UCLA Health researchers have published the largest-ever study of families with at least two children with autism, uncovering new risk genes and providing new insights into how genetics influence the development of autism.
The new study, published on July 28 in the Proceedings of the National Academy of Sciences, also provides genetic evidence that language delay and dysfunction should be reconsidered as a core component of autism.
The majority of genetic studies on autism have concentrated on families with a single affected child, often excluding families with multiple affected children. Consequently, very few studies have explored the impact of rare inherited genetic variations or their interaction with the collective effect of multiple common genetic variations that contribute to the risk of developing autism.
“Study design is critical, and not enough attention has been paid to studying families with more than one affected child,” said lead study author Dr. Daniel Geschwind, the Gordon and Virginia MacDonald Distinguished Professor of Human Genetics, Neurology, and Psychiatry at UCLA.
“Autism is highly heritable. It is estimated that at least 50% of the genetic risk is attributed to common genetic variations, while another 15-20% is due to spontaneous mutations or predictable inheritance patterns. The remaining genetic risk is still not completely understood.”
For this study, researchers conducted whole-genome sequencing on 4,551 individuals from 1,004 families, including 1,836 children with autism and 418 without.
The researchers found seven potential genes linked to autism: PLEKHA8, PRR25, FBXL13, VPS54, SLFN5, SNCAIP, and TGM1. This is notable because previous studies needed larger cohorts to find a similar number of new risk genes. Most of the new genes were supported by rare inherited DNA variations passed from parents to children with autism.
The researchers also looked into polygenic risk, which involves a combination of commonly found genetic variations that can increase the likelihood of developing autism. They discovered that children who inherit rare mutations from unaffected parents, combined with polygenic risk, are more likely to have autism. This helps to explain why parents who have a single rare mutation may not display signs of autism, even if their children do. It also supports the liability threshold model, a concept in behavioral genetics that suggests there is an additive effect of genes influencing the probability of developing a certain trait.
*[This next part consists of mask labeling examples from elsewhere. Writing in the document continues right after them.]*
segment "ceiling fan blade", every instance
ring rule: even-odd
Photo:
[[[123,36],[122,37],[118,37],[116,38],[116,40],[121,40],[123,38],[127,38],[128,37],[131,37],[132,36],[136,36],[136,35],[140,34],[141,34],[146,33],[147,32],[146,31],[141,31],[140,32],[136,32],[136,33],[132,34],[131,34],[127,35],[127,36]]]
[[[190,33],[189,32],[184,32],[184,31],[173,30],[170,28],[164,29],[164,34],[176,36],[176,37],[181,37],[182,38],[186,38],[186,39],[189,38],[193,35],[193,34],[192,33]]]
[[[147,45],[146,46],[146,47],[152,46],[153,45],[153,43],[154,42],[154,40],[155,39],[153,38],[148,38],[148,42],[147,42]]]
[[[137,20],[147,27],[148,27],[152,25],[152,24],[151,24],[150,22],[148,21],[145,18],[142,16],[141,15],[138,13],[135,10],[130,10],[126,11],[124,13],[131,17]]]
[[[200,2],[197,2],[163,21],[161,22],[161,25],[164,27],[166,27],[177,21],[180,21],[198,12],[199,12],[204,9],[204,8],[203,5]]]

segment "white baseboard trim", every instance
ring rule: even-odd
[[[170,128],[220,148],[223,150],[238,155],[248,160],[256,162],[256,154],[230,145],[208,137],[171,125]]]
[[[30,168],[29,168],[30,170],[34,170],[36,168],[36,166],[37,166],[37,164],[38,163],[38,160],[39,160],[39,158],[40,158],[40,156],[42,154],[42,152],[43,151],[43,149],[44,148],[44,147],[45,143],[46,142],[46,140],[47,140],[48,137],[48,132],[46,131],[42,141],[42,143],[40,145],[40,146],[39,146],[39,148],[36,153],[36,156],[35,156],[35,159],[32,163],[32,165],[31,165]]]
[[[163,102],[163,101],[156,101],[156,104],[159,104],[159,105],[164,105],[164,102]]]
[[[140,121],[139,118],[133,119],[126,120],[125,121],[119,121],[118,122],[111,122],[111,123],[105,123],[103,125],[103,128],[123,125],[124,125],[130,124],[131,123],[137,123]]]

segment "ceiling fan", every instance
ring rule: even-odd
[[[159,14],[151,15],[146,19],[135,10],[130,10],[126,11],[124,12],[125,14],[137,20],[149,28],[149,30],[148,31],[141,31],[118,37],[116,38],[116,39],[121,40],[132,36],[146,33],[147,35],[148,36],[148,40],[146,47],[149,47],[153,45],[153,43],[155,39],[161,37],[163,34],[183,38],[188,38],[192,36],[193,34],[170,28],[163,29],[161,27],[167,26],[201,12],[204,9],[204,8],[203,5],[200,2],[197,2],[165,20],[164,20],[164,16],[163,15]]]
Children who experienced language delay were more likely to inherit a polygenic score linked to autism, compared to children without language delays. This association was specific to autism and was not observed for other traits such as educational attainment, schizophrenia, or bipolar disorder. This suggests a connection between the genetic predisposition for autism and language delay.
The most recent edition of the professional guidebook used by mental health providers to diagnose disorders, the Diagnostic and Statistical Manual of Mental Disorders, 5th Edition (DSM-5), does not consider language delay a core symptom of autism. This is due to the variability in language ability among people with autism.
“This association of general risk for autism that was strongest in those with language delay suggests that language is actually a core component of autism. This finding needs to be replicated in larger cohorts, especially those recruited more recently under DSM-5,” Geschwind said.